Si bien el gobierno filipino tiene el deber de brindar seguridad a su gente, existe el riesgo real de que la estrategia de mano dura haga más mal que bien. Sin duda, las penas más severas son necesarias para disuadir a la delincuencia organizada. Sin embargo, los asesinatos extrajudiciales y el vigilantismo son formas incorrectas de proceder. Después del asesinato de un empresario surcoreano, parecería que Duterte estaría más cerca de darse cuenta de ello. No obstante, incorporar al ejército a la lucha contra el narcotráfico, como sugiere ahora, también puede tener consecuencias funestas. La lucha contra las drogas tiene que ser equilibrada, de tal modo que no viole los derechos ni el bienestar de los ciudadanos.

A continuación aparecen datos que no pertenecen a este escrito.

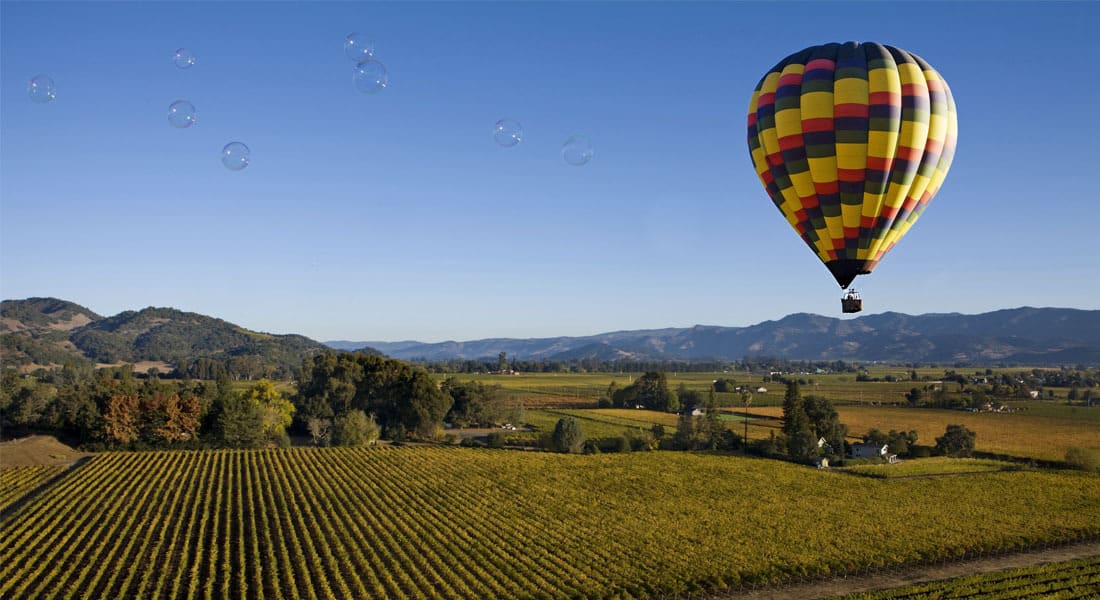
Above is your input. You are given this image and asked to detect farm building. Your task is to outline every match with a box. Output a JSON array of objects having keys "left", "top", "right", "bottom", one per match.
[{"left": 850, "top": 444, "right": 898, "bottom": 462}]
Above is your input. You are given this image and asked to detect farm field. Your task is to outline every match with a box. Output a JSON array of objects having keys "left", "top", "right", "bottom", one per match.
[
  {"left": 0, "top": 447, "right": 1100, "bottom": 598},
  {"left": 845, "top": 457, "right": 1020, "bottom": 478},
  {"left": 0, "top": 466, "right": 65, "bottom": 513},
  {"left": 435, "top": 367, "right": 1091, "bottom": 408},
  {"left": 843, "top": 556, "right": 1100, "bottom": 600},
  {"left": 750, "top": 405, "right": 1100, "bottom": 460}
]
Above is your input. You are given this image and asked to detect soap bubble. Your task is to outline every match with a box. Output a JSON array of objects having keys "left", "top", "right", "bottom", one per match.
[
  {"left": 168, "top": 100, "right": 195, "bottom": 129},
  {"left": 344, "top": 33, "right": 374, "bottom": 63},
  {"left": 172, "top": 48, "right": 195, "bottom": 68},
  {"left": 26, "top": 75, "right": 57, "bottom": 105},
  {"left": 221, "top": 142, "right": 252, "bottom": 171},
  {"left": 493, "top": 119, "right": 524, "bottom": 148},
  {"left": 352, "top": 61, "right": 389, "bottom": 94},
  {"left": 561, "top": 135, "right": 592, "bottom": 166}
]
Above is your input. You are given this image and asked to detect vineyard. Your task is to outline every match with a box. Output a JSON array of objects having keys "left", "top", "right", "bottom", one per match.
[
  {"left": 0, "top": 447, "right": 1100, "bottom": 599},
  {"left": 0, "top": 466, "right": 65, "bottom": 514},
  {"left": 844, "top": 556, "right": 1100, "bottom": 600}
]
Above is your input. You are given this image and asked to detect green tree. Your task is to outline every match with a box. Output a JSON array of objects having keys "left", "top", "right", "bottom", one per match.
[
  {"left": 803, "top": 395, "right": 848, "bottom": 454},
  {"left": 211, "top": 393, "right": 266, "bottom": 448},
  {"left": 697, "top": 390, "right": 726, "bottom": 450},
  {"left": 783, "top": 381, "right": 817, "bottom": 460},
  {"left": 629, "top": 371, "right": 680, "bottom": 413},
  {"left": 936, "top": 425, "right": 977, "bottom": 457},
  {"left": 551, "top": 416, "right": 584, "bottom": 454},
  {"left": 905, "top": 388, "right": 924, "bottom": 406},
  {"left": 332, "top": 408, "right": 381, "bottom": 446}
]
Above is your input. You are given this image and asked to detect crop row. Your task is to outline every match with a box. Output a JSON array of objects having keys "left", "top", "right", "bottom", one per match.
[
  {"left": 845, "top": 556, "right": 1100, "bottom": 600},
  {"left": 0, "top": 467, "right": 64, "bottom": 512},
  {"left": 0, "top": 447, "right": 1100, "bottom": 600}
]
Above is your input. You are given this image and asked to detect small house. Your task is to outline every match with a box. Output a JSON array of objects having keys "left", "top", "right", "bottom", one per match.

Ganar la lucha contra las drogas requiere abordar no solo la delincuencia, sino también la salud pública, los derechos humanos y el desarrollo económico. Sin importar aquello que Duterte crea, siempre habrá drogas y drogadictos en Filipinas. A pesar de ello, es importante poner el problema en perspectiva: Filipinas ya tiene una menor cantidad de adictos a las drogas. La aplicación de penas severas y violencia extrajudicial contra los consumidores hace que sea casi imposible para la gente que padece una adicción encontrar tratamiento. En cambio, esas personas recurren a hábitos peligrosos y a la economía del crimen. De hecho, el castigo a los adictos va en contra de todas las evidencias científicas disponibles de que eso funciona.
La dureza contra los delincuentes suele aumentar la popularidad de los políticos. A mí también me sedujo la idea de adoptar una postura inflexible contra las drogas cuando fui presidente. Las encuestas sugieren que la guerra contra las drogas de Duterte es igual de popular. Pero pronto descubrirá que no hay forma de ganar. Yo también descubrí que los costos humanos eran enormes. La guerra contra el narcotráfico no se puede ganar matando a los delincuentes menores ni a los adictos. Solo pudimos observar resultados positivos cuando cambiamos de rumbo, y aceptamos que las drogas son un problema social y no uno militar.
Un presidente asertivo toma decisiones que fortalecen el bien público. Esto supone invertir en soluciones que satisfacen las normas básicas de los derechos humanos y minimizan el dolor y el sufrimiento innecesarios. La lucha contra las drogas no es la excepción. Las estrategias orientadas hacia los delincuentes violentos y el lavado de dinero son esenciales, al igual que las medidas que despenalizan a los adictos, apoyan sentencias alternativas a los infractores no violentos de bajo nivel y brindan una gama de opciones de tratamientos a los consumidores de drogas. Esta es una prueba en la que muchos de mis compatriotas colombianos han fallado. Espero que Duterte no caiga en la misma trampa.
César Gaviria fue presidente de Colombia de 1990 a 1994, y secretario general de la Organización de Estados Americanos de 1994 a 2004.